Alibaba Happy Horse 1.0 Reference-to-Video
Overview
Alibaba Happy Horse 1.0 Reference-to-Video generates new video scenes guided by one or more reference images, helping maintain consistent characters, styles, and visual identity across the output. It combines reference-image grounding with natural-language prompting to create cinematic videos in 720p or 1080p.
Need to generate directly from text? Try Alibaba Happy Horse 1.0 Text-to-Video.
Need to animate a single starting frame instead? Try Alibaba Happy Horse 1.0 Image-to-Video.
Why Choose HappyHorse 1.0?
Reference-guided consistency
Use up to multiple reference images to preserve character identity, visual style, outfit details, and overall scene language.
Prompt + image control
Combine reference images with a text prompt to control the scene, action, mood, and camera behavior more precisely.
Cinematic motion
Generate smooth, expressive video motion while keeping important visual elements stable and recognizable.
Flexible output settings
Choose output resolution, aspect ratio, duration, and seed to match your creative and production needs.
Endpoint
https://openapi.joypix.ai/v1/alibaba/reference-to-videoHeaders
| Name | Value | Required |
|---|---|---|
| Content-Type | application/json | Yes |
| Authorization | Bearer ${JoyPix_API_KEY} | Yes |
Parameters
| Parameter | Required | Description |
|---|---|---|
| model | Yes | The name of the model. Set to:happyhorse-1.0-r2v |
| images | Yes | Reference image URLs. Supports 1-9 images. |
| prompt | Yes | Text description of the desired scene, action, style, or motion. |
| resolution | No | Output resolution: "720p" (default) or "1080p". |
| aspect_ratio | No | Output aspect ratio. Default: "16:9". |
| duration | No | Video length in seconds. Range: 3-15, default 5. |
| seed | No | Random seed for reproducibility. Range: 0-2147483647. |
How to Use
- Upload your reference images: provide 1-9 image URLs that define the character, style, or visual identity you want to preserve.
- Write your prompt: describe the target scene, action, camera behavior, lighting, and mood.
- Choose resolution: use 720p for lower-cost iteration or 1080p for higher-quality final output.
- Set aspect ratio: choose the format that best fits your target platform or composition needs.
- Set duration: choose a clip length between 3 and 15 seconds.
- Set a seed (optional): use a fixed seed for more reproducible generations.
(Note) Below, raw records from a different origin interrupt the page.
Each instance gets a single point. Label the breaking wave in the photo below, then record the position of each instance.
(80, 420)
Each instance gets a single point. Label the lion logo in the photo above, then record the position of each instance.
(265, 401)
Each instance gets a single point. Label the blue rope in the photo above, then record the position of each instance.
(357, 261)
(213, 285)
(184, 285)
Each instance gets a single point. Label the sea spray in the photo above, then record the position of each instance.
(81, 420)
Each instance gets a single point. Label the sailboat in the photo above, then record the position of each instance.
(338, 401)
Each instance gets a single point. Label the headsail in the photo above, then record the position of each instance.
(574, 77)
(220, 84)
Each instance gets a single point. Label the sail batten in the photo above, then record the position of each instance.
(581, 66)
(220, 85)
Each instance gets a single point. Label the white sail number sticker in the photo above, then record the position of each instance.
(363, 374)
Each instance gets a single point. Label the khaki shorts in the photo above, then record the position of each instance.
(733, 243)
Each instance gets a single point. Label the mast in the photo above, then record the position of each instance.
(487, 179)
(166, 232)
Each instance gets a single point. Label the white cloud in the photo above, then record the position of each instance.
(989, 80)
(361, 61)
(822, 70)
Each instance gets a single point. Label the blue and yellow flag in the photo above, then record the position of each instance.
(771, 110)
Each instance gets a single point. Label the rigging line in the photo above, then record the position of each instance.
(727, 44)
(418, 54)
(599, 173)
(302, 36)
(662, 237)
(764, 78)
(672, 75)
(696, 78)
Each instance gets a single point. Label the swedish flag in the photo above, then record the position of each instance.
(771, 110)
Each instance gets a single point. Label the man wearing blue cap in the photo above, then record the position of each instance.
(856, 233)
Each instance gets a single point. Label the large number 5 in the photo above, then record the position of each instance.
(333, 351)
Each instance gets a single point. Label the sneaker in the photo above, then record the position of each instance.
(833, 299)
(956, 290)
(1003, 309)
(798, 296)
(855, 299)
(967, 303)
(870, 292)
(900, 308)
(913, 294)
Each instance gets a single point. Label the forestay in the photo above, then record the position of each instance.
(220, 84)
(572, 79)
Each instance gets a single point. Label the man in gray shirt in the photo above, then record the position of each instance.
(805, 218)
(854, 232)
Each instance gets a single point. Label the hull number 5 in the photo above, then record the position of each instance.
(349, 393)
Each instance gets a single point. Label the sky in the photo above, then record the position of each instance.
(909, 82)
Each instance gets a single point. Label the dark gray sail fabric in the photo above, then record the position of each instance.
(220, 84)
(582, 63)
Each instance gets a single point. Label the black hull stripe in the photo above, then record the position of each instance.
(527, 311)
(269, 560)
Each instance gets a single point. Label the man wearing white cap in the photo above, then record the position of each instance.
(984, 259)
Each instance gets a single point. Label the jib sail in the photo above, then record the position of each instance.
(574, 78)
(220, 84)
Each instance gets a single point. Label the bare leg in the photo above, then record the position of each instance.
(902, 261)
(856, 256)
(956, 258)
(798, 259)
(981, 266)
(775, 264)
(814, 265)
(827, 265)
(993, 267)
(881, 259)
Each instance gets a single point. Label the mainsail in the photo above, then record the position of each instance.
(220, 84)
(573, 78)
- Submit: generate and download your video.
Example Request
{
"model": "happyhorse-1.0-r2v",
"images": [
"https://example.com/reference-1.jpg",
"https://example.com/reference-2.jpg"
],
"prompt": "A cinematic fashion scene with the same character walking through a softly lit modern city street at night, gentle camera tracking, subtle wind in the hair and clothing, elegant movement, realistic lighting, premium commercial style",
"aspect_ratio": "16:9",
"resolution": "1080p",
"duration": 5,
"seed": 123456
}Response
{
"code": 200,
"message": "success",
"data": {
"task_id": "task_123456789"
}
}Get Task Status
Endpoint
https://openapi.joypix.ai/v1/tasks/${task_id}Headers
| Name | Value | Required |
|---|---|---|
| Authorization | Bearer ${JoyPix_API_KEY} | Yes |
Response
{
"code": 200,
"message": "success",
"data": {
"task_id": "task_123456789",
"inputs": "...",
"model": "happyhorse-1.0-r2v",
"status": "completed",
"error": "",
"video_url": "https://joypix-output.s3.amazonaws.com/..." // Note: Data is only saved for 24 hours, please download it as soon as possible
}
}Pricing
| Resolution | Cost |
|---|---|
| 720p | 14 credits/s ($0.14/s) |
| 1080p | 24 credits/s ($0.24/s) |
Pro Tips
- Use clear, high-quality reference images that strongly represent the character, outfit, or style you want to preserve.
- Include multiple reference images when consistency across facial features, costume details, or design elements is important.
- Be specific in your prompt about scene, action, camera motion, lighting, and mood.
- Use 720p for rapid testing, then switch to 1080p for final-quality renders.
- Reuse the same seed when you want more reproducible outputs.
- Start with shorter durations to validate identity consistency and motion before generating longer clips.
Notes
- Both images and prompt are required.
- images supports 1-9 reference image URLs.
- Ensure all image URLs are publicly accessible.
- Supported video duration is 3-15 seconds.
- Supported resolutions are 720p and 1080p.
- Pricing scales linearly with duration.
- Please ensure your content complies with applicable usage policies.